Kassel (epd). Krankenkassen dürfen im Rahmen der häuslichen Krankenpflege die Kostenübernahme für das Anziehen von Kompressionsstrümpfen nicht pauschal verweigern. Kann das Anziehen der Kompressionsstrümpfe, etwa zur Vorbeugung von Wassereinlagerungen in den Beinen, nur von medizinischem Fachpersonal durchgeführt werden, ist grundsätzlich die Krankenkasse zuständig, urteilte am Donnerstag das Bundessozialgericht (BSG). (AZ: B 3 KR 4/19 R) Die Kasseler Richter grenzten sich hier von einem BSG-Urteil aus dem Jahr 2015 ab, nach dem das Anziehen von Thrombosestrümpfen dagegen eine von Laien zu leistende "einfache Tätigkeit" darstellt und nicht von der Krankenkasse bezahlt werden muss.
Im Streitfall ging es um eine schwerst behinderte, an einer Stoffwechselstörung leidende Frau, die in einer Behindertenhilfeeinrichtung untergebracht war.

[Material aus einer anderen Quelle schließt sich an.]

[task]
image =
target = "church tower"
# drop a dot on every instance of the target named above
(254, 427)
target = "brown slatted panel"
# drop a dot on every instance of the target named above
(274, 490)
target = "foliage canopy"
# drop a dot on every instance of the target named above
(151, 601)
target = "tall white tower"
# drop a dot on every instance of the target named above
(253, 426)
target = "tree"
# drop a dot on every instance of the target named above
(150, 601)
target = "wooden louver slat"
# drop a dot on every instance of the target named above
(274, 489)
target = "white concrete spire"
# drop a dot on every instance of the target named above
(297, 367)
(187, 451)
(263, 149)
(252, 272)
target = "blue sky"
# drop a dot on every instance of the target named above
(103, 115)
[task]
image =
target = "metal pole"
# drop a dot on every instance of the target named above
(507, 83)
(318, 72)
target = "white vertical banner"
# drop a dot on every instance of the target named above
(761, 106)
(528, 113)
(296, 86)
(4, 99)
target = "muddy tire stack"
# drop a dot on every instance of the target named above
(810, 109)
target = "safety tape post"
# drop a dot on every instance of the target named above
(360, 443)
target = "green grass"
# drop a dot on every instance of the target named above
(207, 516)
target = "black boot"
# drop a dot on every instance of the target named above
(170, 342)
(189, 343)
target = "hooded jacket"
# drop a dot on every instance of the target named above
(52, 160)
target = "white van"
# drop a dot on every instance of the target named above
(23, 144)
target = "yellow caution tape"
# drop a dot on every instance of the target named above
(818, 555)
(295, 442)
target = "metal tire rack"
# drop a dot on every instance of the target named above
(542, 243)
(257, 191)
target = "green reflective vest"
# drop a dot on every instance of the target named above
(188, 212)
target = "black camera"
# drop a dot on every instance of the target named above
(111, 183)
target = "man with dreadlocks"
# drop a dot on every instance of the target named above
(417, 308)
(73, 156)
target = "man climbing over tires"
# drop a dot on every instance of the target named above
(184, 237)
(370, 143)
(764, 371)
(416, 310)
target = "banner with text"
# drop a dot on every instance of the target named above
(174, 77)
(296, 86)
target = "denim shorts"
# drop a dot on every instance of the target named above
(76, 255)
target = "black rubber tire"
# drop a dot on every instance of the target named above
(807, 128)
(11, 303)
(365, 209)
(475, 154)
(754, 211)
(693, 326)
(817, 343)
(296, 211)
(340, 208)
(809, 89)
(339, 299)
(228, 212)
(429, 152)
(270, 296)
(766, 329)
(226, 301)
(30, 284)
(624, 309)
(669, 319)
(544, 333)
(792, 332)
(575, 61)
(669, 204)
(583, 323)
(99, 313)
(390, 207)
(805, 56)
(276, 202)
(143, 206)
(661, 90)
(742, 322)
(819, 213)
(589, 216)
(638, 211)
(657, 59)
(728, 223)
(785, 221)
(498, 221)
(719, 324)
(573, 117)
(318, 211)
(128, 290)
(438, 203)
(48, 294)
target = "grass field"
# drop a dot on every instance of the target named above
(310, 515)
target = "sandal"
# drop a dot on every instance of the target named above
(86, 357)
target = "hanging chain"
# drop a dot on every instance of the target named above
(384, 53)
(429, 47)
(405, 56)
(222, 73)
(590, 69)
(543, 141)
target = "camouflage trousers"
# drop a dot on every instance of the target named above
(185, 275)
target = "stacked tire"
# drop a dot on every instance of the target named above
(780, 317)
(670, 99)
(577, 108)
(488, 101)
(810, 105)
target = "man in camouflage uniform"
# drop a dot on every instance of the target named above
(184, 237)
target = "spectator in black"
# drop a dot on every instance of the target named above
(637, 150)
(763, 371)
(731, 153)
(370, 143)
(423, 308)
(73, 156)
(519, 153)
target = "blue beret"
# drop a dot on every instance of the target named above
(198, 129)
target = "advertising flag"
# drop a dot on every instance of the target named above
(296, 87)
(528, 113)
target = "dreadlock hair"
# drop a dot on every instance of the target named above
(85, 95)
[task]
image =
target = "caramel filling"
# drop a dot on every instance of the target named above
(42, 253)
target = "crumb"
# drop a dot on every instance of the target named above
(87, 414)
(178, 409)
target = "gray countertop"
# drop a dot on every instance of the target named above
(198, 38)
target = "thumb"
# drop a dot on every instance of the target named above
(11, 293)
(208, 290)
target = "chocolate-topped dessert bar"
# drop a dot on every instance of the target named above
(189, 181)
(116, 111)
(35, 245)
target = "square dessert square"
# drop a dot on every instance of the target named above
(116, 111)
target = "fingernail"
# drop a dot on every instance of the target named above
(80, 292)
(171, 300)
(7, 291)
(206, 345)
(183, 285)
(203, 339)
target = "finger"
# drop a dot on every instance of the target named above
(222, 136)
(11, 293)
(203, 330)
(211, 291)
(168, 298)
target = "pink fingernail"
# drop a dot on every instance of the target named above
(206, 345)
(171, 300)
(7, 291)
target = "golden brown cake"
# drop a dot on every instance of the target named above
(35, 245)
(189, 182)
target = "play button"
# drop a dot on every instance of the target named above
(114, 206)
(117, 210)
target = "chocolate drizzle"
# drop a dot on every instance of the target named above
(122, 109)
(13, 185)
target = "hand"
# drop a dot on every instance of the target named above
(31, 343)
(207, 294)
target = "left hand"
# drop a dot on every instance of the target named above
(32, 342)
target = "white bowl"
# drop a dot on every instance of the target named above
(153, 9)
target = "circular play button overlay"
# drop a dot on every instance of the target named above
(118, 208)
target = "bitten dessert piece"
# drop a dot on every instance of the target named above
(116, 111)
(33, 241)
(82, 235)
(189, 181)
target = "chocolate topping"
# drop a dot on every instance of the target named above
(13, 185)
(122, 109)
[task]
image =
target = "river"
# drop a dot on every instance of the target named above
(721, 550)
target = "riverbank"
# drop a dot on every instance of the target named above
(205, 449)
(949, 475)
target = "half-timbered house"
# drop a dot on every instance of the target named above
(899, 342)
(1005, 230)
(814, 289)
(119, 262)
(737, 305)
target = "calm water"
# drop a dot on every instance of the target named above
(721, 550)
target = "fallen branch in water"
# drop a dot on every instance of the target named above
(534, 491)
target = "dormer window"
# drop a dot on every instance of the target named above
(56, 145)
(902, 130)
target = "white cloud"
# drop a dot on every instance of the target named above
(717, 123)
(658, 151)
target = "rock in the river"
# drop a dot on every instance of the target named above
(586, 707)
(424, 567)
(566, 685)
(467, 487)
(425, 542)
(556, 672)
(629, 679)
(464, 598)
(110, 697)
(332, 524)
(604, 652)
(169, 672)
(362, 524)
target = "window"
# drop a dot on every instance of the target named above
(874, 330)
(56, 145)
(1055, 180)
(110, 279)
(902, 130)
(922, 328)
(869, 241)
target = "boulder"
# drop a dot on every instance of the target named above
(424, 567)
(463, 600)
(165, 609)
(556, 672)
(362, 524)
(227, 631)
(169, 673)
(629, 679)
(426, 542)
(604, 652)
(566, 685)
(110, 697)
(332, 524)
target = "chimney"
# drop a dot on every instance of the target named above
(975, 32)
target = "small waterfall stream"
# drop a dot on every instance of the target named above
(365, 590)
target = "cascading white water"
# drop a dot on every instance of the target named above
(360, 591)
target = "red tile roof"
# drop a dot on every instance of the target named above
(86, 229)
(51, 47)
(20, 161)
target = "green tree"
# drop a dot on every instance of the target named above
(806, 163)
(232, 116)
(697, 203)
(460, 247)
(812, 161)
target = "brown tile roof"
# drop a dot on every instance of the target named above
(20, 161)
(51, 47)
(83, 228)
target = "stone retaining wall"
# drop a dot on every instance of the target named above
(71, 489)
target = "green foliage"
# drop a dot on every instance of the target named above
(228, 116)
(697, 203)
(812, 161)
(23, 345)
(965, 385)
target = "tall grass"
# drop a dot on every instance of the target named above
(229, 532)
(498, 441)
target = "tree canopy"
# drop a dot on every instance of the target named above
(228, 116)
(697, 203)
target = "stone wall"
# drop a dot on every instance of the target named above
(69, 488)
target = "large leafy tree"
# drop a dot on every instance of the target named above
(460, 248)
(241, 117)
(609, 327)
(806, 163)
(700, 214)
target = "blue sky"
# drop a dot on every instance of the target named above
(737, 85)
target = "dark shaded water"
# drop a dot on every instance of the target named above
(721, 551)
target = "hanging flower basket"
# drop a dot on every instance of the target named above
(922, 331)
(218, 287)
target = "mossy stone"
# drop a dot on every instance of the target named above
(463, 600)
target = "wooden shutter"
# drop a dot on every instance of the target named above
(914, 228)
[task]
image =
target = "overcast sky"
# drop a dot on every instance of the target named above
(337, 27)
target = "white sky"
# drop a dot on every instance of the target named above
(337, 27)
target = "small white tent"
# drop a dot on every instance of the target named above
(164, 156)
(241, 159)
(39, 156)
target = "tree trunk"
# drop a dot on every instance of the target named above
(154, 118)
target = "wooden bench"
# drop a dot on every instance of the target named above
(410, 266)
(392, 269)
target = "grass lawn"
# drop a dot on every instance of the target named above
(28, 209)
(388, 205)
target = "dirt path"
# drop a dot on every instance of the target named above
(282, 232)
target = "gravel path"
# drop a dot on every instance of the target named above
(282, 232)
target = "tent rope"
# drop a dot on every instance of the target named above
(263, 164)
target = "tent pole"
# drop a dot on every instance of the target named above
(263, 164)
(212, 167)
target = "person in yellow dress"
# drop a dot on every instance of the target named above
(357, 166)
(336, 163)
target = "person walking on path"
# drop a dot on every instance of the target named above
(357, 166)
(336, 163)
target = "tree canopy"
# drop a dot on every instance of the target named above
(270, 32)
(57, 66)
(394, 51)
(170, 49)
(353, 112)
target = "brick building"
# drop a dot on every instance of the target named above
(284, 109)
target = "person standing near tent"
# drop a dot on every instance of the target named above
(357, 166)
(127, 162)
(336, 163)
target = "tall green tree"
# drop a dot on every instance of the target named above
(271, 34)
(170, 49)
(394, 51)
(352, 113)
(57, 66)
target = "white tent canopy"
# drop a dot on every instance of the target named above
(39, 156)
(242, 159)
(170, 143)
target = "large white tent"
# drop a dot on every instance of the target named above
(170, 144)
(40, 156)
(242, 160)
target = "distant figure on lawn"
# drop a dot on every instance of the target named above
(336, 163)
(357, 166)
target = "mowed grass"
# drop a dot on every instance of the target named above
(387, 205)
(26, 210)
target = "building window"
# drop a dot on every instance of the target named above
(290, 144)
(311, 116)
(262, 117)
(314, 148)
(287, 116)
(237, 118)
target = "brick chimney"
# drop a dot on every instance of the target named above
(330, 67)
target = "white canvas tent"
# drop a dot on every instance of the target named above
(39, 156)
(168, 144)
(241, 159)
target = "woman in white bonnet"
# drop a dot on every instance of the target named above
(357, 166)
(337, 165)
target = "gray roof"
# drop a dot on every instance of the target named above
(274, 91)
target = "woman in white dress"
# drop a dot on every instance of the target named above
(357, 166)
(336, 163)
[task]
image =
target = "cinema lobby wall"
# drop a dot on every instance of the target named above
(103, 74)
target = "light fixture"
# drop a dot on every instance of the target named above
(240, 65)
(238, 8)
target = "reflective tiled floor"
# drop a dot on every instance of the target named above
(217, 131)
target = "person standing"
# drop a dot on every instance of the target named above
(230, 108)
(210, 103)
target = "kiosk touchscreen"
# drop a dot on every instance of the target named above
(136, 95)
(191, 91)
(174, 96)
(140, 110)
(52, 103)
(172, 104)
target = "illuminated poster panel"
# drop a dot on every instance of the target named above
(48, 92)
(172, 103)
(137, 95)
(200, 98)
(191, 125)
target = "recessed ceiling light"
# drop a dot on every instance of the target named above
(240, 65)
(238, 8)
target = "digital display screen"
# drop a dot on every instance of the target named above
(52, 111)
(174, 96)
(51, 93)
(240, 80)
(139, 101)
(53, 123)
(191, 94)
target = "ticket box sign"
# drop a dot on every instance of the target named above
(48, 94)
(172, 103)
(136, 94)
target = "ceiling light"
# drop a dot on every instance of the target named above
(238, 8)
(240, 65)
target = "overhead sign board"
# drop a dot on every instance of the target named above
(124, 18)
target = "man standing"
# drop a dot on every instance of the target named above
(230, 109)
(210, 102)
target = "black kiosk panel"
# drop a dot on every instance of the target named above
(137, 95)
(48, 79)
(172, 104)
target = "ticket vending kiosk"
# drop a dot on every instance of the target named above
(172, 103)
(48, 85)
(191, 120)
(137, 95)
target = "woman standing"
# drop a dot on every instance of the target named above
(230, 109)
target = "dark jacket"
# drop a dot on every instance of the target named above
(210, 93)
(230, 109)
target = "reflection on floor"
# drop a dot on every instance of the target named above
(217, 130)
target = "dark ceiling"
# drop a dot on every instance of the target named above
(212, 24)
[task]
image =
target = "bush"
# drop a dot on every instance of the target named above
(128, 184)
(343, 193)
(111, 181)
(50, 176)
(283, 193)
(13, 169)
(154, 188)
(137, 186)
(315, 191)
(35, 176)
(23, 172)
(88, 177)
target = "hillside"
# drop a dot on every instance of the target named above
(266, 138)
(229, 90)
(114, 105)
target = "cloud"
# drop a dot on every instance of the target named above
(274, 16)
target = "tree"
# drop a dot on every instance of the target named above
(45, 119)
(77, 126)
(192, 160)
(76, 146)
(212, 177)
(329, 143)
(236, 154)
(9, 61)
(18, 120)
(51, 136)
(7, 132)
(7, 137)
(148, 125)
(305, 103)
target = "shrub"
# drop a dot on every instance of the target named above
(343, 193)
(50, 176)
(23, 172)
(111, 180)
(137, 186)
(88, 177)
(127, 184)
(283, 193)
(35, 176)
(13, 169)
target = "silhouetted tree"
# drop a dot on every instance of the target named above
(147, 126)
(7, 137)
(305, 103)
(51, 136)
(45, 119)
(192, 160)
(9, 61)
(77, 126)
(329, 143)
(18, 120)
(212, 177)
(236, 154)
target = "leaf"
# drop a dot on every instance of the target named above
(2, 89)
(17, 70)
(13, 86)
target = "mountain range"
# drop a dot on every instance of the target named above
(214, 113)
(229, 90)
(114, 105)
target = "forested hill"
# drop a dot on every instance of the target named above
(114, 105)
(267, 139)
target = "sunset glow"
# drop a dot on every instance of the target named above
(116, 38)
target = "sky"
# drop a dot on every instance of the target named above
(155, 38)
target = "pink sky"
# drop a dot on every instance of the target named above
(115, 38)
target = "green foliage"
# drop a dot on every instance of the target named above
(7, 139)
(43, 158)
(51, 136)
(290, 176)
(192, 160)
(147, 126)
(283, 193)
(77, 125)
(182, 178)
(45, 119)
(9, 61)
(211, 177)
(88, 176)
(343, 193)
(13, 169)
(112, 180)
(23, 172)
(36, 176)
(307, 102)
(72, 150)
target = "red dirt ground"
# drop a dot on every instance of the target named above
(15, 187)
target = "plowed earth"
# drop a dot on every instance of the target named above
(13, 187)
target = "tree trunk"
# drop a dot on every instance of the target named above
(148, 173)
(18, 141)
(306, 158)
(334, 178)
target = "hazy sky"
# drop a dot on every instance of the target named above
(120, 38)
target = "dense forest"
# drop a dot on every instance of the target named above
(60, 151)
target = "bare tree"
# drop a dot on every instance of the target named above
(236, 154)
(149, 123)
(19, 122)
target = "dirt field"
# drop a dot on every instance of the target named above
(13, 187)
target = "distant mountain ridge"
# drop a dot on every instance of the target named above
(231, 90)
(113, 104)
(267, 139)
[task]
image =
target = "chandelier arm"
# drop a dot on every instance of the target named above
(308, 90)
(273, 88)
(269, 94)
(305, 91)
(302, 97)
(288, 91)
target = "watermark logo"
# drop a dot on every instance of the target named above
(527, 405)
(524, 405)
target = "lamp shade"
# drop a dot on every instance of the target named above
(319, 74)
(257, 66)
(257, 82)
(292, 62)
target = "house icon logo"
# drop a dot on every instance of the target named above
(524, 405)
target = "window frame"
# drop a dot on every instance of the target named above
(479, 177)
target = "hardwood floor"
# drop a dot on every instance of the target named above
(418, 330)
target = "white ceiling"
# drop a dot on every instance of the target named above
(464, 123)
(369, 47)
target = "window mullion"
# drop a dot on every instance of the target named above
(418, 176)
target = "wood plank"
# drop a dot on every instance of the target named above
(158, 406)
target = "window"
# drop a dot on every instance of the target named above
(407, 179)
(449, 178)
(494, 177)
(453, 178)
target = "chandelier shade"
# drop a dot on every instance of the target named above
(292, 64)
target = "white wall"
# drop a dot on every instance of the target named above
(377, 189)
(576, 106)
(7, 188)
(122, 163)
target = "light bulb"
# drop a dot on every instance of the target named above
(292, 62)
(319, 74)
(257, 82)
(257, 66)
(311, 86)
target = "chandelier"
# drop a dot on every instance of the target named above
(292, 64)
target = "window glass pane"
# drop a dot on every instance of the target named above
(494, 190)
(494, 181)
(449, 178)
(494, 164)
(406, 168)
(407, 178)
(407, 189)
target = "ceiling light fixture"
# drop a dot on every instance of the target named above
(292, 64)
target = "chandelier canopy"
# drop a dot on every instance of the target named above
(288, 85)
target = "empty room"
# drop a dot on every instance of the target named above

Um Wassereinlagerungen in ihren Beinen vorzubeugen, hatten ihre Ärzte ihr im Rahmen der häuslichen Krankenpflege Kompressionsstrümpfe der Klasse II verordnet. Der Heimträger hatte vertraglich die Ausführung der Behandlungspflege ausgeschlossen und fühlte sich für das Anziehen der Strümpfe nicht zuständig. Daher verlangte die Frau von ihrer Krankenkasse, die AOK Sachsen-Anhalt, die Kostenübernahme für das Anziehen der Kompressionsstrümpfe in Höhe von monatlich bis zu 300 Euro.
Die Krankenkasse verwies auf ein Urteil des BSG vom 25. Februar 2015, wonach einfachste Pflegetätigkeiten vom Personal des Heimes durchgeführt werden müssen (AZ: B 3 KR 10/14 R und B 3 KR 11/14 R). Als Beispiel wiesen die Kasseler Richter auf das Anziehen von Thrombosestrümpfen hin.
Doch das ist nicht mit Kompressionsstrümpfen gleichzusetzen, befand nun das BSG. Auch der Gemeinsame Bundesausschuss habe mittlerweile den Unterschied von Thrombosestrümpfen und den auf den Patienten abgestimmten Kompressionsstrümpfen verwiesen.
Den konkreten Rechtsstreit verwies das Gericht an das Landessozialgericht Sachsen-Anhalt zurück. Dieses muss nun prüfen, ob die Kompressionsstrümpfe tatsächlich nur von medizinischem Fachpersonal und nicht etwa vom Personal des Heimträgers angezogen werden können.